LJ Wadowski - 1 year ago 72
Javascript Question

# Converting large numbers from binary to decimal and back to binary in JavaScript

I have a very large number represented as binary in JavaScript:

`````` var largeNumber = '11010011010110100001010011111010010111011111000010010111000111110011111011111000001100000110000011000001100111010100111010101110100010001011010101110011110000011000001100000110000011001001100000110000011000001100000110000111000011100000110000011000001100000110000011000010101100011001110101101001100110100100000110000011000001100000110001001101011110110010001011010001101011010100011001001110001110010100111011011111010000110001110010101010001111010010000101100001000001100001011000011011111000011110001110111110011111111000100011110110101000101100000110000011000001100000110000011010011101010110101101001111101001010010111101011000011101100110010011001001111101'
``````

When I convert it to decimal by use of
`parseInt(largeNumber, 10)`
l it gives me
`1.5798770299367407e+199`
but when I try to convert it back to binary:

``````parseInt(`1.5798770299367407e+199`, 2)
``````

it returns
`1`
(which I think is related to how
`parseInt`
works by rounding value) when I was expecting to see my original binary representation of
`largeNumber`
. Can you explain me such behavior? And how I can convert it back to original state in JavaScript?
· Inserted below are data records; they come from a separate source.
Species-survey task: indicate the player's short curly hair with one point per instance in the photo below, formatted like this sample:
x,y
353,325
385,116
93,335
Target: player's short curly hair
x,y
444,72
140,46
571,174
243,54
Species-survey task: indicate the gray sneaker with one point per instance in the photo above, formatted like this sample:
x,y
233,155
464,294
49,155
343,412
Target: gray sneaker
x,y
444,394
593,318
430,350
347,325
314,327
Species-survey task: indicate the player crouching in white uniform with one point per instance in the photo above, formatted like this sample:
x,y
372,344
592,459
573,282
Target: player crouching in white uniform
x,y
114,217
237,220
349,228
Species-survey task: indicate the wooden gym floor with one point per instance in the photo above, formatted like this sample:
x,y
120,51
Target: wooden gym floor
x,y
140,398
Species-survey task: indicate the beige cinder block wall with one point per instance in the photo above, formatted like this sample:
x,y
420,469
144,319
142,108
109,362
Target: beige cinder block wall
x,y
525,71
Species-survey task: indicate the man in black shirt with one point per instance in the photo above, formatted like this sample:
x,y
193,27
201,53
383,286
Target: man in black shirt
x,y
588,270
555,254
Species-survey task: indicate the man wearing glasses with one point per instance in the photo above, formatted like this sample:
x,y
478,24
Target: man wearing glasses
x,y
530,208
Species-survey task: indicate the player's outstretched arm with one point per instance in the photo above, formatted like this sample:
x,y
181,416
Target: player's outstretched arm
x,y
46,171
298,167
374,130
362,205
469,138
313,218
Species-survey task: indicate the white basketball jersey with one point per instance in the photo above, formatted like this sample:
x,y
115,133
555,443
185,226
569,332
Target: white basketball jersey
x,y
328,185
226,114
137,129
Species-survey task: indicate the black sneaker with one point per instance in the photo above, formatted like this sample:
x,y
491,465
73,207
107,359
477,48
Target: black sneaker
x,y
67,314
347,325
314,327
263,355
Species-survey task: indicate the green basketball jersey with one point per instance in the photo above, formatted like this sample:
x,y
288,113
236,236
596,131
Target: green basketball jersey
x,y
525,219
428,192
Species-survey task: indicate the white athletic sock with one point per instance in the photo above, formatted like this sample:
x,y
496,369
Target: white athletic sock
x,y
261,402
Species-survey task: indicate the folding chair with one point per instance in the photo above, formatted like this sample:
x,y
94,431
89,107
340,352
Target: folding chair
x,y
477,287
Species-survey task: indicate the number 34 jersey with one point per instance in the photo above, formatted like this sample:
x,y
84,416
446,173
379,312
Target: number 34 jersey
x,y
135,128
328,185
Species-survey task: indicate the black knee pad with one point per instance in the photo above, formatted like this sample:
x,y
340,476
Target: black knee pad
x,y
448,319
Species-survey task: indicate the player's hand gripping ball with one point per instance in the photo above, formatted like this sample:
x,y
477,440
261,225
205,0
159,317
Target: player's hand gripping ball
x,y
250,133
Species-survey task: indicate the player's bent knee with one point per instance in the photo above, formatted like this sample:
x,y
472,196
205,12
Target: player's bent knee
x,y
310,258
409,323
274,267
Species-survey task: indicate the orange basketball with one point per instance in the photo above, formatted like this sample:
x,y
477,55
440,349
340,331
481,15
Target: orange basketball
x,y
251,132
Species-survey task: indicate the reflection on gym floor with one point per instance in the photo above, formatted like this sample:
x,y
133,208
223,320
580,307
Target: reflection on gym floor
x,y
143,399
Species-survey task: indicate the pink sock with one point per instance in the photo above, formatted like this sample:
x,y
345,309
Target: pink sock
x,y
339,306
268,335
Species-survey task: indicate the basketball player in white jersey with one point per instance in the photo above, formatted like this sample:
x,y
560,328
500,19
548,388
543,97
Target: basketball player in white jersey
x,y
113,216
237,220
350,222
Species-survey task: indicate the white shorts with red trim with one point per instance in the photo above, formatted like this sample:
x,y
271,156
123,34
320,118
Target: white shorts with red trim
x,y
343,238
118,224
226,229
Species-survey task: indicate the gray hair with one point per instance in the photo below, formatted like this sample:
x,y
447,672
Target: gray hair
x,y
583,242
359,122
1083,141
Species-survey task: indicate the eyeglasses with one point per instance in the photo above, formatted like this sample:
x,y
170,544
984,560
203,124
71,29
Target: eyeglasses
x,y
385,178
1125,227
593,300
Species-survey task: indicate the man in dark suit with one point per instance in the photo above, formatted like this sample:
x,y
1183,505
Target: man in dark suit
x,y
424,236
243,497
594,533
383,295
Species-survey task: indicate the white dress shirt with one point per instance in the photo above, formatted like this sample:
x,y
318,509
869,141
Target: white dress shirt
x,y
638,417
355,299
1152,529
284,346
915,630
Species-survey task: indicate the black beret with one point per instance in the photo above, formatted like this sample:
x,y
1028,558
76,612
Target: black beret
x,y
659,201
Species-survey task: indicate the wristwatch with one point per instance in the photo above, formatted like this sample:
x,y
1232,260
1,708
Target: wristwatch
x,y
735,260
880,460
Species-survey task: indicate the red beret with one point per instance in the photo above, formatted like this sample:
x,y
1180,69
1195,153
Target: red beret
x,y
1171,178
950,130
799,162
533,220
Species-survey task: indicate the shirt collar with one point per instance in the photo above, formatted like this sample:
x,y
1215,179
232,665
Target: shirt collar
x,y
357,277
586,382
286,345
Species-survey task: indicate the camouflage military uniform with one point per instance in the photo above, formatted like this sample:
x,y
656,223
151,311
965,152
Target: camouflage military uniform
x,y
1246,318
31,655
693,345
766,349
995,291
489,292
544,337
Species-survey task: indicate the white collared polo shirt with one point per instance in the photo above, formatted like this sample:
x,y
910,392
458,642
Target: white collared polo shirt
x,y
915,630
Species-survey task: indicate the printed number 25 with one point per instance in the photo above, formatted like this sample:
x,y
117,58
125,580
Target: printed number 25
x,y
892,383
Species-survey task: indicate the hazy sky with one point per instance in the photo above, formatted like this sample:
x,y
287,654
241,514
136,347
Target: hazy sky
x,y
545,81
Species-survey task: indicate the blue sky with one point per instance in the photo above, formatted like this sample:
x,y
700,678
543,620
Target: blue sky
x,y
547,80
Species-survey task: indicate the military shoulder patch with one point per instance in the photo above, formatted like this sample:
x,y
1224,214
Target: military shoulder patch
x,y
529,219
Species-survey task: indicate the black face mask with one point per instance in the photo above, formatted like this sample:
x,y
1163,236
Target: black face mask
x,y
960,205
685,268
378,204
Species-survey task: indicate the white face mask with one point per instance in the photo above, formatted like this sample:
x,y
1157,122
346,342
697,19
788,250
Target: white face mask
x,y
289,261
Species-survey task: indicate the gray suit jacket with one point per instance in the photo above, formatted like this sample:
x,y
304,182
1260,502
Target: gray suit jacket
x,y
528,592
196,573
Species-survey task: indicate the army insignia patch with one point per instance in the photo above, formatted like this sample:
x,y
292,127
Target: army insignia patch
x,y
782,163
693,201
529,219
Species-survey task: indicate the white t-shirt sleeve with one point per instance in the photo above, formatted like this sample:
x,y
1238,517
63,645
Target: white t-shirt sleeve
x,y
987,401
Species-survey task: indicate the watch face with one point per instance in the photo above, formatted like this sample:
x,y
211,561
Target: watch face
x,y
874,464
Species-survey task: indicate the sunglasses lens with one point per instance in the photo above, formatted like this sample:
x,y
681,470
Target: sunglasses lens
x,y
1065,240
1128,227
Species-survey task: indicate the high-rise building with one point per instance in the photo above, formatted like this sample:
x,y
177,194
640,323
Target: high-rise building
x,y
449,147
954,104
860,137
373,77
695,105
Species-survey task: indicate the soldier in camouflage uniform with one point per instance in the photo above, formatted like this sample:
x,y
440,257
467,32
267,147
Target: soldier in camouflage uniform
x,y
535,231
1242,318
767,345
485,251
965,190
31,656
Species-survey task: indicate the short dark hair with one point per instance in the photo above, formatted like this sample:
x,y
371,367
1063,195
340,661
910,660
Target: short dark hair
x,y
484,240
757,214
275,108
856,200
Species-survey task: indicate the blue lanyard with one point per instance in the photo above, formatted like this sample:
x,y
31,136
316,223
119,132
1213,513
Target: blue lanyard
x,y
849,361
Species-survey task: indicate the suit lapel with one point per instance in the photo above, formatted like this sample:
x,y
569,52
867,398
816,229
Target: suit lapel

EDIT: This question is a result of my experiment where I was playing around with storing and transferring large amount of boolean data. The
`largeNumber`
is a representation of a collection
`[true,true,false,true ...]`
of boolean values which has to be shared between client, client worker and server.

When you convert it back to binary, you don't parse it as base 2, that's wrong. You're also trying to parse an integer as a float, this can cause imprecision. With this line:

``````parseInt(`1.5798770299367407e+199`, 2)
``````

You're telling JS to parse a base 10 as base 2! What you need to do is convert it to binary like so (note the use of `parseFloat`):

``````var largeNumber = '11010011010110100001010011111010010111011111000010010111000111110011111011111000001100000110000011000001100111010100111010101110100010001011010101110011110000011000001100000110000011001001100000110000011000001100000110000111000011100000110000011000001100000110000011000010101100011001110101101001100110100100000110000011000001100000110001001101011110110010001011010001101011010100011001001110001110010100111011011111010000110001110010101010001111010010000101100001000001100001011000011011111000011110001110111110011111111000100011110110101000101100000110000011000001100000110000011010011101010110101101001111101001010010111101011000011101100110010011001001111101';

//intLN is integer of large number
var intLN = parseFloat(largeNumber, 2); //here, you used base 10 to parse as integer, Incorrect
console.log(intLN);

var largeNumberConvert = intLN.toString(2); //here, we convert back to binary with toString(radix).
console.log(largeNumberConvert);``````

Before, you converted a decimal to binary. What you need to do is call `toString(radix)` to convert it back into binary, so:

``````var binaryRepresentation = integerFormOfLargeNumber.toString(2);
``````

If you look at the output, you see:

``````Infinity
Infinity
``````

Since your binary number is quite large, it can affect the results. Because JS supports up to 64 bits, the number is way too large. It causes `Infinity` and is imprecise. If you try re-converting the `largeNumberConvert` from binary to decimal like this:

``````parseInt(largeNumberConvert, 10);
``````

You can see that it outputs `Infinity`.